From the spacious car park (see directions below), I followed a footpath that followed along the Auerbach downstream as it descended alongside the first of the Tatzelwurm Waterfalls. After about 150m from the car park, I found myself on a stone bridge standing right in front of what I called the Upper Tatzelwurm Waterfall, which possessed more of a twisting and sloping characteristic.Continuing on the descent for another 140m or so, the trail made a bend towards the village of Tatzelwurm. However, shortly after that bend (before reaching the village), there was a spur trail on the right that descended a series of steps towards a wooden footbridge right in front of the Lower Tatzelwurm Waterfall. That bridge was the dead-end of this spur path.
The lower waterfall had more of a plunging characteristic accompanied by a smaller tier fronting it. In my mind, this was the more attractive of the two main drops of the waterfall that I saw. Again, given the rain during my visit, I had my fill of this falls then headed back the way I came to avoid any more potential for water damage on the camera.
Overall, I wound up walking about 800m round trip, and I spent about 40 minutes in the rain.

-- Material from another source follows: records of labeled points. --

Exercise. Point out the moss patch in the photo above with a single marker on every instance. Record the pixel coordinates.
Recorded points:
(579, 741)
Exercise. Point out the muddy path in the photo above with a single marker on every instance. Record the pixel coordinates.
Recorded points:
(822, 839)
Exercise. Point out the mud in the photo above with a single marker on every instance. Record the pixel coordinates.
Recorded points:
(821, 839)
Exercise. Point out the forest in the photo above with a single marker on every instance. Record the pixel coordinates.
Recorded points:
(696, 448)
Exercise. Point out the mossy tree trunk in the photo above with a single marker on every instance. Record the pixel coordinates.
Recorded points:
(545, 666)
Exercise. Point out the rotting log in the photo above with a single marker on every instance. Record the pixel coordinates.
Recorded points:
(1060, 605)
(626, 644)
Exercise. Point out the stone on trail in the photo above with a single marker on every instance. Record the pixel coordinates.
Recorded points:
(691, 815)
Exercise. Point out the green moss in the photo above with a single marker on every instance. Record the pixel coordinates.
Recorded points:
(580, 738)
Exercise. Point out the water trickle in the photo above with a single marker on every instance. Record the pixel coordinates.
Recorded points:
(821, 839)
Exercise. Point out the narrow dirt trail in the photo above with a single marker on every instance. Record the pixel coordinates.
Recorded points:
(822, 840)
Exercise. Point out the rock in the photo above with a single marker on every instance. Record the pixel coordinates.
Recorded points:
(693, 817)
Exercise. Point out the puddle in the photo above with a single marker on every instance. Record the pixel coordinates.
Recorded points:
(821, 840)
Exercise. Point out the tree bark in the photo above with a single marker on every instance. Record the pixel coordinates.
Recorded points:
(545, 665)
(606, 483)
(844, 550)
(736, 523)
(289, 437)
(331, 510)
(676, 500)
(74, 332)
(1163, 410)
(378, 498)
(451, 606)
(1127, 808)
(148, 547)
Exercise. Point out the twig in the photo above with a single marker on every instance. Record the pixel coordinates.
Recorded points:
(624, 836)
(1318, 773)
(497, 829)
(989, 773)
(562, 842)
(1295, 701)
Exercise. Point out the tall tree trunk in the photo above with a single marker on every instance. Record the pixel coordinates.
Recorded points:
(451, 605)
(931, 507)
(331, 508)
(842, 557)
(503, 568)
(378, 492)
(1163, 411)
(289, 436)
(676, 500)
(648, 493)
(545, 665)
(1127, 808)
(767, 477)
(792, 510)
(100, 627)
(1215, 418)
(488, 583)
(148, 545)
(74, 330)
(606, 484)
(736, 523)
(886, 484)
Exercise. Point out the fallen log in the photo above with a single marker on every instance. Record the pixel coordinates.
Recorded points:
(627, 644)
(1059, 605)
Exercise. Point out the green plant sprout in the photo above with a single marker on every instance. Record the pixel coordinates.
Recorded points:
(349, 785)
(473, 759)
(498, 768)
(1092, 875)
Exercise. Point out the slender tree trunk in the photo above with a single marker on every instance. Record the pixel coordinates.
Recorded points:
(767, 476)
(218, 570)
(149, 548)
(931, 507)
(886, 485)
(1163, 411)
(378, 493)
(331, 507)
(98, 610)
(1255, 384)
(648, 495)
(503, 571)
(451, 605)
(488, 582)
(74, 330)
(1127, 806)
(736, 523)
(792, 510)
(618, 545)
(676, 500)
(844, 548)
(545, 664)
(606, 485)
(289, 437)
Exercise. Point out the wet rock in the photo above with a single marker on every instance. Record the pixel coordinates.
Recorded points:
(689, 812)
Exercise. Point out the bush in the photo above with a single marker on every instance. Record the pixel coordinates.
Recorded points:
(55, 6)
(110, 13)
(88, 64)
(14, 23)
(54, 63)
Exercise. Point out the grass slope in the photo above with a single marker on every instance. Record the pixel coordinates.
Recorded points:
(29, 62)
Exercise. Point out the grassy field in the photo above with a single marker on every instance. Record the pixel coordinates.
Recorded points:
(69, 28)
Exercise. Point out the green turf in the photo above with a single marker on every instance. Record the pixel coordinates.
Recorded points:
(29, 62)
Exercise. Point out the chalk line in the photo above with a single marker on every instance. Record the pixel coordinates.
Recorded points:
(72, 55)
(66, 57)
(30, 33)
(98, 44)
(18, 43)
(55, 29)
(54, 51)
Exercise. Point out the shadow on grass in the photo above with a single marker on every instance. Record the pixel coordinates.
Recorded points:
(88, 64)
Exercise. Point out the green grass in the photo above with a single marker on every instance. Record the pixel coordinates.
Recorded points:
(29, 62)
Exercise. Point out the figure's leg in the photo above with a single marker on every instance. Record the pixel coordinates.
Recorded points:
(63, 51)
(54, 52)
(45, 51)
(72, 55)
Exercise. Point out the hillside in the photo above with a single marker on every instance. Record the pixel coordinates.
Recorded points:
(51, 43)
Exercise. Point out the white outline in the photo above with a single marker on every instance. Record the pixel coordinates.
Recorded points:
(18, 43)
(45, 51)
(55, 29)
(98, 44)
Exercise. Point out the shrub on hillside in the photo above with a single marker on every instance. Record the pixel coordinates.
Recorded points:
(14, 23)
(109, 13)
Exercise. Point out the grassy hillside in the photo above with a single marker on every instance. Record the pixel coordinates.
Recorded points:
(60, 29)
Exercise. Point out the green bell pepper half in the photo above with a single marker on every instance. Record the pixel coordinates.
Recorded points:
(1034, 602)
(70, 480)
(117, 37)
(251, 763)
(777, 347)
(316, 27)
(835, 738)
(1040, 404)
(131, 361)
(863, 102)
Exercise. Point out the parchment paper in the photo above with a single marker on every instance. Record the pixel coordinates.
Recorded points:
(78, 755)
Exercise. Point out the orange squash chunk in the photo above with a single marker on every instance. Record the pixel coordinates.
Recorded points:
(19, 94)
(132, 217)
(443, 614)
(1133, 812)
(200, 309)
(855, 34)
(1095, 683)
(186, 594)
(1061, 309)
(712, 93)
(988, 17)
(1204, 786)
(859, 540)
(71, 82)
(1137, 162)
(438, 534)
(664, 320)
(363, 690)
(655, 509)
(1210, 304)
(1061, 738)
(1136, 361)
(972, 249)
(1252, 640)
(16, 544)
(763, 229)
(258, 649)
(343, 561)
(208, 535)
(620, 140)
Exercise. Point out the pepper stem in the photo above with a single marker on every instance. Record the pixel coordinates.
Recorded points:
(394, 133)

As far as nomenclature goes, I tend to refer to this waterfall in its plural form as the Tatzelwurm Waterfalls despite what the literature tends to prefer. That said, I’ve also seen this referred to as the Wasserfall Tatzelwurm as well as the Wasserfälle Tatzelwurm (the latter apparently in agreement with me about pluralizing the falls).
The Tatzelwurm Waterfall was close to the Austrian border not far from Kufstein. While we went to this waterfall directly from the Josefsthaler Waterfalls (whose directions you can see on that page), I’ll first describe the driving directions from Munich. I’ll get into the waterfall-to-waterfall driving directions later.
From Munich, the quickest route would be to head south on the A8 autobahn for about 57km to the A93 autobahn. Then, I’d head south on the A93 for another 20km before getting off at the exit 59 near Oberaudorf. Once off the autobahn, we’d then turn left onto Tiroler Straße and head west through the town of Oberaudorf via Kufsteinerstraße then turning right onto Rosenheimerstraße.
Next, we’d turn left onto the Tatzelwurmstraße, whose turnoff was right after the bridge over the Auerbach Creek. We’d then continue west on this road (eventually becoming the B307 Road) for about 9km before turning left onto a signed turnoff leading to the Tatzelwurm Waterfall. We’d then follow the spur road for another 750 before reaching the spacious car park shortly after the bridge over the Auerbach.
This 93km drive would take around 75 minutes without traffic.
Starting from the Josefsthaler Waterfalls street parking in Josefsthal (see that post for directions to get there), we then drove back along the Josefsthalerstraße to the B307. After turning right to go east on the B307, we then followed this road for about 23km before turning right onto the signposted turnoff for the Tatzelwurm Waterfall.
This drive took us about 35 minutes.
For context, Munich was 82km (under an hour drive) northwest of Oberaudorf, 90km (about an hour drive) northwest of Kufstein, Austria, about 89km (over an hour drive) north of Garmisch-Partenkirchen, 133km (over 90 minutes drive) northeast of Füssen, and 144km (over 90 minutes drive) west of Salzburg, Austria.